Hal itu diutarakan Kepala Bidang Humas Polda Jawa Barat, Komisaris Besar Martinus Sitompul, di Bandung, Selasa (17/4/2012). Pembuatan berita acara pemeriksaan kepada enam orang awak redaksi sudah dihentikan dan kini Kapolres Sumedang Ajun Komisaris Besar Eka Satria Bakti, tengah berkunjung ke kantor Sumedang Ekspres dan berbincang dengan Pemimpin Redaksi, Maman Juherman.
"Semua hanya kesalahpahaman saja. Barangkali tindakan pemanggilan tersebut sedikit berlebihan," kata Martinus.

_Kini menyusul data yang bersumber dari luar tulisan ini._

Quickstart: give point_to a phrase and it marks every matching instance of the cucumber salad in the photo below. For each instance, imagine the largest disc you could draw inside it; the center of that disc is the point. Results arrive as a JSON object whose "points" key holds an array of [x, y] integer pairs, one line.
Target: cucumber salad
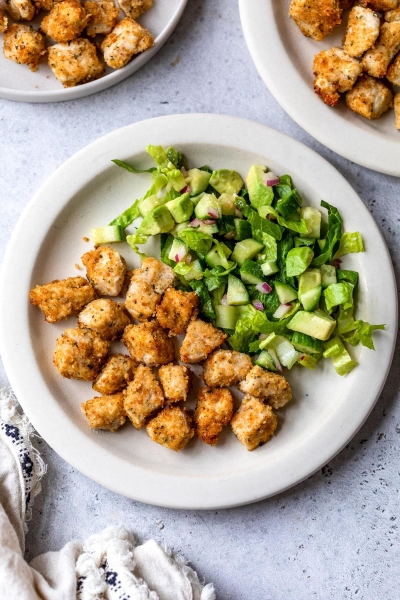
{"points": [[266, 267]]}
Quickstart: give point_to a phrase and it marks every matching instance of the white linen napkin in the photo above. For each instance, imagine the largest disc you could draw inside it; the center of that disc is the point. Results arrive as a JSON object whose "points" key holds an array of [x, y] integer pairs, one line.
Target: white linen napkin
{"points": [[108, 565]]}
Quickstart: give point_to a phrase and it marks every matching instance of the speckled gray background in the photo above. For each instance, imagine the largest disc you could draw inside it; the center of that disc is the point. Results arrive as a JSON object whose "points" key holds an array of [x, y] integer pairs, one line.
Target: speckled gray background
{"points": [[336, 535]]}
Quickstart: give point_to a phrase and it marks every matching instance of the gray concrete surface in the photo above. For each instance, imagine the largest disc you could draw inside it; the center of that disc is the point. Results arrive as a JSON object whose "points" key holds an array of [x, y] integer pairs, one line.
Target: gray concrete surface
{"points": [[335, 536]]}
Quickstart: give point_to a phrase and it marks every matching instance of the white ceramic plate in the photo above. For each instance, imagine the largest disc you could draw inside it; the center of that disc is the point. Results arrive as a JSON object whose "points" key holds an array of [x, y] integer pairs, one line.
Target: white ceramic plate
{"points": [[17, 82], [88, 191], [284, 58]]}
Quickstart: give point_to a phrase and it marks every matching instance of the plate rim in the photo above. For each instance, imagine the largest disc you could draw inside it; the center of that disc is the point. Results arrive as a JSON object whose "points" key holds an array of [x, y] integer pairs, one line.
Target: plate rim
{"points": [[103, 83], [285, 82], [229, 490]]}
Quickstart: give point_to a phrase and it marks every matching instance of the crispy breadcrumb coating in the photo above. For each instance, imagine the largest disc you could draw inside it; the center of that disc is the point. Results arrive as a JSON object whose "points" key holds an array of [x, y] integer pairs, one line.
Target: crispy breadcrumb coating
{"points": [[226, 367], [149, 344], [75, 63], [175, 380], [146, 287], [254, 422], [142, 396], [266, 385], [79, 354], [171, 428], [105, 268], [60, 299], [335, 72], [65, 21], [176, 310], [24, 45], [370, 98], [200, 340], [105, 317], [316, 18], [126, 39], [214, 410], [103, 16], [105, 412]]}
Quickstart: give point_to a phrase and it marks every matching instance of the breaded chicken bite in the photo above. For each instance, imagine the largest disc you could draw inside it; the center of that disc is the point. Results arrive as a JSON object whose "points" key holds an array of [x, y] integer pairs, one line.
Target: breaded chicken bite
{"points": [[226, 367], [254, 422], [316, 18], [105, 412], [134, 8], [142, 396], [105, 317], [149, 344], [335, 72], [376, 61], [65, 21], [24, 45], [115, 375], [362, 31], [126, 39], [200, 340], [146, 286], [105, 268], [171, 428], [370, 98], [79, 354], [214, 410], [74, 63], [103, 16], [60, 299], [175, 380], [176, 310], [266, 385]]}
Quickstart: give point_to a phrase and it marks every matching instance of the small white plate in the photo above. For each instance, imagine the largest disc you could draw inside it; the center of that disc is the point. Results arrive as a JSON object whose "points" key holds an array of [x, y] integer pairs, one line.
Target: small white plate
{"points": [[284, 58], [18, 83], [88, 191]]}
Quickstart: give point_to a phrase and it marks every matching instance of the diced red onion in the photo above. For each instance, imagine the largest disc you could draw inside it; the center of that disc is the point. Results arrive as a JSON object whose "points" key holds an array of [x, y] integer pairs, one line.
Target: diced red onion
{"points": [[263, 288]]}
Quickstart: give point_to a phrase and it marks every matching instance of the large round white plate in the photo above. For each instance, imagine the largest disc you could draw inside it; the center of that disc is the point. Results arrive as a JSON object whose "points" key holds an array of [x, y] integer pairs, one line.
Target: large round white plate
{"points": [[284, 58], [18, 83], [88, 191]]}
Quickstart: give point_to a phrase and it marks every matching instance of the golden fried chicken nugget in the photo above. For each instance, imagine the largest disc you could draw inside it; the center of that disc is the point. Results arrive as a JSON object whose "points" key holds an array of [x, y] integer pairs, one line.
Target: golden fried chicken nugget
{"points": [[370, 98], [172, 428], [266, 385], [74, 63], [134, 8], [316, 18], [176, 310], [79, 354], [376, 61], [105, 317], [200, 340], [146, 287], [126, 39], [24, 45], [105, 412], [60, 299], [175, 380], [226, 367], [103, 16], [115, 375], [335, 72], [65, 21], [149, 344], [214, 410], [254, 422], [362, 31], [142, 396], [105, 268]]}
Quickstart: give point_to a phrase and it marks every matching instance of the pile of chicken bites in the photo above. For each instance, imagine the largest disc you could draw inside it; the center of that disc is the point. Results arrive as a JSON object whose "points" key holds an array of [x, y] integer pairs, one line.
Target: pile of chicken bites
{"points": [[74, 59], [369, 60], [154, 313]]}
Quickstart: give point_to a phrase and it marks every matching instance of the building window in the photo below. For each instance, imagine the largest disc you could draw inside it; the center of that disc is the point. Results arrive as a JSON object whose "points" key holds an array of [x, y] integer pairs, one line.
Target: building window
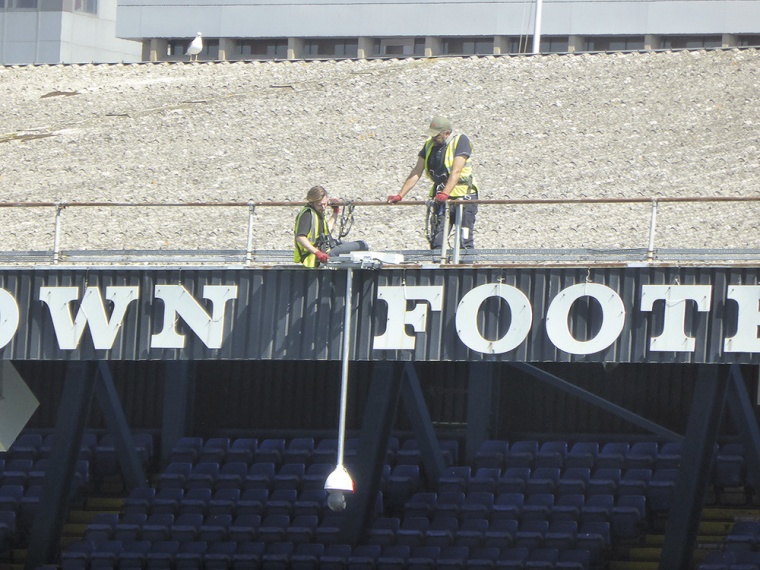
{"points": [[331, 48], [399, 46], [691, 42], [89, 6], [554, 44], [22, 4], [614, 43], [176, 49], [467, 46], [262, 49]]}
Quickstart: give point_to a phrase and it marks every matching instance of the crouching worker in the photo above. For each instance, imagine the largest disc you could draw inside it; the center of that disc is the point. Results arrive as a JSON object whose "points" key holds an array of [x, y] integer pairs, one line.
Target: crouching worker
{"points": [[314, 243]]}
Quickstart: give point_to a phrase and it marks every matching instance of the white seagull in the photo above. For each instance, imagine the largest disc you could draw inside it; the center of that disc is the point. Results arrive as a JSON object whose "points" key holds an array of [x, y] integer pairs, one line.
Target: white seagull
{"points": [[195, 47]]}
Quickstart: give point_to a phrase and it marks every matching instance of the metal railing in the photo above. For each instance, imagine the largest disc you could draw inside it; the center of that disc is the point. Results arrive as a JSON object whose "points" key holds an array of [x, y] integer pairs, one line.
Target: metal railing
{"points": [[251, 255]]}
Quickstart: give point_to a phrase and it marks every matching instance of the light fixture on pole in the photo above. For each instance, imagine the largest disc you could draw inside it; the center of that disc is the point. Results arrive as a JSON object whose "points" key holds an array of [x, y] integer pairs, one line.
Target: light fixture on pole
{"points": [[339, 482]]}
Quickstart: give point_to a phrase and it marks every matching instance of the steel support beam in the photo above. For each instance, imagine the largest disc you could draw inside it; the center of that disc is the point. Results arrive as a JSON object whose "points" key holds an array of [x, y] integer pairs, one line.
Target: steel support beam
{"points": [[606, 405], [73, 413], [743, 414], [480, 406], [707, 408], [108, 399], [416, 410], [379, 417], [179, 376]]}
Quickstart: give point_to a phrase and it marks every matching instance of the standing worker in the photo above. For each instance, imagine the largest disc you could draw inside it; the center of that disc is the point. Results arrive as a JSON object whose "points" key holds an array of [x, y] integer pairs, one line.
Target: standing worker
{"points": [[314, 243], [445, 158]]}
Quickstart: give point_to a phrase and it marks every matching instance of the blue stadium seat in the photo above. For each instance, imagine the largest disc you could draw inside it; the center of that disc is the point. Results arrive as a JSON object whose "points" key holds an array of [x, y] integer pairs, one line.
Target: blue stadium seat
{"points": [[335, 556], [508, 506], [522, 453], [472, 532], [221, 555], [244, 527], [316, 475], [203, 474], [393, 557], [260, 476], [530, 533], [513, 480], [423, 558], [175, 476], [303, 528], [186, 527], [270, 451], [477, 504], [501, 533], [452, 558], [441, 531], [298, 450], [157, 527], [551, 454], [364, 556], [597, 508], [190, 555], [491, 453], [186, 450], [561, 534], [574, 480], [214, 450], [167, 500], [604, 481], [642, 455], [542, 480], [612, 455], [139, 500], [231, 475], [383, 530], [252, 502], [306, 556], [568, 507], [277, 555], [224, 501], [215, 528], [628, 516], [455, 478], [484, 480], [582, 454], [242, 449], [195, 500], [412, 530], [669, 456]]}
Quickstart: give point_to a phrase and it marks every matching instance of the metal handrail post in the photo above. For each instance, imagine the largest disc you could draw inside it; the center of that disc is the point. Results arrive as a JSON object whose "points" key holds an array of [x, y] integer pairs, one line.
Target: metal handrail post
{"points": [[652, 224], [458, 237], [57, 233], [445, 237], [249, 246]]}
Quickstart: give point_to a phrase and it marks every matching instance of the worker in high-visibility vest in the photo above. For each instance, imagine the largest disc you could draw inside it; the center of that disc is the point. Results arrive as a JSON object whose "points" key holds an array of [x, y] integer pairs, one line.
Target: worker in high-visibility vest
{"points": [[445, 159], [314, 243]]}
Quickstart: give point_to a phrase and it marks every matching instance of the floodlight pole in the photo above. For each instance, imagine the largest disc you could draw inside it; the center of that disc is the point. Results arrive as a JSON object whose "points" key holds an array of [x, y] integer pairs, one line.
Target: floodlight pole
{"points": [[344, 364]]}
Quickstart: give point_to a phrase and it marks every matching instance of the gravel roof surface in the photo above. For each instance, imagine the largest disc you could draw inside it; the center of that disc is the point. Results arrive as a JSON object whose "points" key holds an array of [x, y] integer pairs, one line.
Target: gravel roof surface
{"points": [[605, 126]]}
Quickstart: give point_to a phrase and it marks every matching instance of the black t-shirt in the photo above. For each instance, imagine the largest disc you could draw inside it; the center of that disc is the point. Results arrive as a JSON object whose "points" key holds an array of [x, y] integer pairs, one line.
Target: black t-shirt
{"points": [[436, 167]]}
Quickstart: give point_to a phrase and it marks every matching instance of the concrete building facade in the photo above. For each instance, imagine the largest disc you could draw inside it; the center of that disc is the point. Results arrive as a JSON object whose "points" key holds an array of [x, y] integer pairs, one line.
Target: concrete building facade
{"points": [[62, 31], [310, 29]]}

Insiden Sumedang Ekspres ini bermula pada karnaval memperingati hari ulang tahun Kabupaten Sumedang ke-434, tengah berlangsung dan dipusatkan di Alun-alun.
Kru Sumedang Ekspres menjadi salah satu peserta karnaval dan menggunakan kliping artikel mereka yang sudah naik cetak, sebagai hiasan mobil. Mereka menggunakan artikel yang diterbitkan tanggal 4 April dengan tajuk "Oknum Polisi Ngamuk."
Masalah timbul, ketika mobil tersebut melintasi alun-alun dan disaksikan oleh Kapolres Sumedang. Usai acara, seluruh awak mulai pemimpin redaksi hingga manajer umum, dipanggil untuk dimintai keterangan di Mapolres Sumedang. Mereka dikenai tuduhan penghinaan di muka umum.